Wenn man die Achsen fester anzieht drückt das die Bushings zusammen. Das führt dazu ´ dass diese nicht härter ` allerdings nur fester werden. Langfristig kann es sogar schädlich für die Bushings sein. Diese Strategie funktioniert lediglich für feine Lenkungsanpassungen, nicht für eine grundlegende Stabilitätsänderung. Ein Anfänger sollte realisieren, dass es unmöglich ist, mit reinem Festziehen aus einem Cruiser-Board eine perfekte Downhill- oder Freeride-Maschine zu machen.

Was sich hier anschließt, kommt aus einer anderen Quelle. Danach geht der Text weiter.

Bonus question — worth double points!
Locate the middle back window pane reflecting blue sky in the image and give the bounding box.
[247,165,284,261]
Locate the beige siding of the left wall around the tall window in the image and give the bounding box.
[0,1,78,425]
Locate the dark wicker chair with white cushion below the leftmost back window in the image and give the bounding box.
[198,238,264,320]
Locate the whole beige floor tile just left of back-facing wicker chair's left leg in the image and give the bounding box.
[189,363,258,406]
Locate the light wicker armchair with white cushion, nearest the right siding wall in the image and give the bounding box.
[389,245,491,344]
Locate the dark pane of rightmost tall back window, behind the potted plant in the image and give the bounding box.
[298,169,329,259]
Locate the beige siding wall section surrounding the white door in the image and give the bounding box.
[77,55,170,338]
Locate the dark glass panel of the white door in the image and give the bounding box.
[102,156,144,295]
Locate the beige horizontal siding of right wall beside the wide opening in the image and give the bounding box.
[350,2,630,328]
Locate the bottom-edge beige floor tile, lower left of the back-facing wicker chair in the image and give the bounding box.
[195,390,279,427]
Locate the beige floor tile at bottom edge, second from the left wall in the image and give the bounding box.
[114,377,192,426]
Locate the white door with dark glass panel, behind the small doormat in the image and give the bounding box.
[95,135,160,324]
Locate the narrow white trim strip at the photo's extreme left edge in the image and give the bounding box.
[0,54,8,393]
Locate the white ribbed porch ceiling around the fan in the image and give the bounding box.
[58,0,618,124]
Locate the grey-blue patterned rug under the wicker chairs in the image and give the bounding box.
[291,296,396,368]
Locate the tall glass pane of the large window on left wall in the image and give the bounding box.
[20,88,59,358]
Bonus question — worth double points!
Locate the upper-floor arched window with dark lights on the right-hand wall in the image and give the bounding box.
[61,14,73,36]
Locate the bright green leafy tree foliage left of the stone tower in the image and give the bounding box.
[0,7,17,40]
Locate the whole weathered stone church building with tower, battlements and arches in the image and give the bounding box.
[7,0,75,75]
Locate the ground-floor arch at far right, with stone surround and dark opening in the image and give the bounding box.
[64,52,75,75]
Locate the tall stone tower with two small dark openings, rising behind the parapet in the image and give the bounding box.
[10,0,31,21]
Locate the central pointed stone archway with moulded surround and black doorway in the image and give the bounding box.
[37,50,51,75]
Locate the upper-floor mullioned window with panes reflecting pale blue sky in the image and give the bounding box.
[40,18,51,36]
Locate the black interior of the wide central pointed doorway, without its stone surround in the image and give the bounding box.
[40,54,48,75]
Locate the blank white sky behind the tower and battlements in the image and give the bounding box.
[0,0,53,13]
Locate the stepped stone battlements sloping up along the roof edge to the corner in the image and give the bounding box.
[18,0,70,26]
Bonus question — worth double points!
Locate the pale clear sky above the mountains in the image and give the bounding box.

Die Lösung ist ein Mix aus verschiedenen Faktoren. Erstens die Übung. Egal wie hart die Bushings sind, das „flattern“ wird immer auftreten. Mit zunehmender Erfahrung und Geschick wird man in der Lage sein, das Wackeln besser zu kontrollieren. Zweitens – das Upgrade der Bushings. Ich empfehle beispielsweise die „Orangatang Nipples“. Diese sind in verschiedenen Härtegraden erhältlich und bieten eine bessere Performance für Downhill und Freeride. Ideal wären Härtegrade von über 85A abhängig vom Körpergewicht. Drittens die Deck-Härte muss in Betracht gezogen werden. Ein flexibles Deck wie das Hoku wird möglicherweise nicht als richtiges Freeride- oder Downhill-Board fungieren können. Die Flexibilität kann jedoch nicht nachträglich verändert werden.
Viertens der Winkel der Achsen hat einen bedeutenden Einfluss auf das Fahrgefühl. Dies ist eine tiefgreifende Änderung und für Anfänger nicht unbedingt notwendig. Fortgeschrittene Fahrer könnten hier feine Anpassungen vornehmen um die Stabilität zu optimieren.
Das Fazit ist einfach: Wackeln gehört zu den Anfängerstadien des Longboarding. Mit mehr Erfahrung und den richtigen Anpassungen – wie der Wahl der Bushings oder der Berücksichtigung der Achsposition – kann das Fahrerlebnis jedoch erheblich verbessert werden. Anfänger sollten sich nicht entmutigen lassen und üben, üben, üben. Fragen sind willkommen, wenn du mehr wissen möchtest!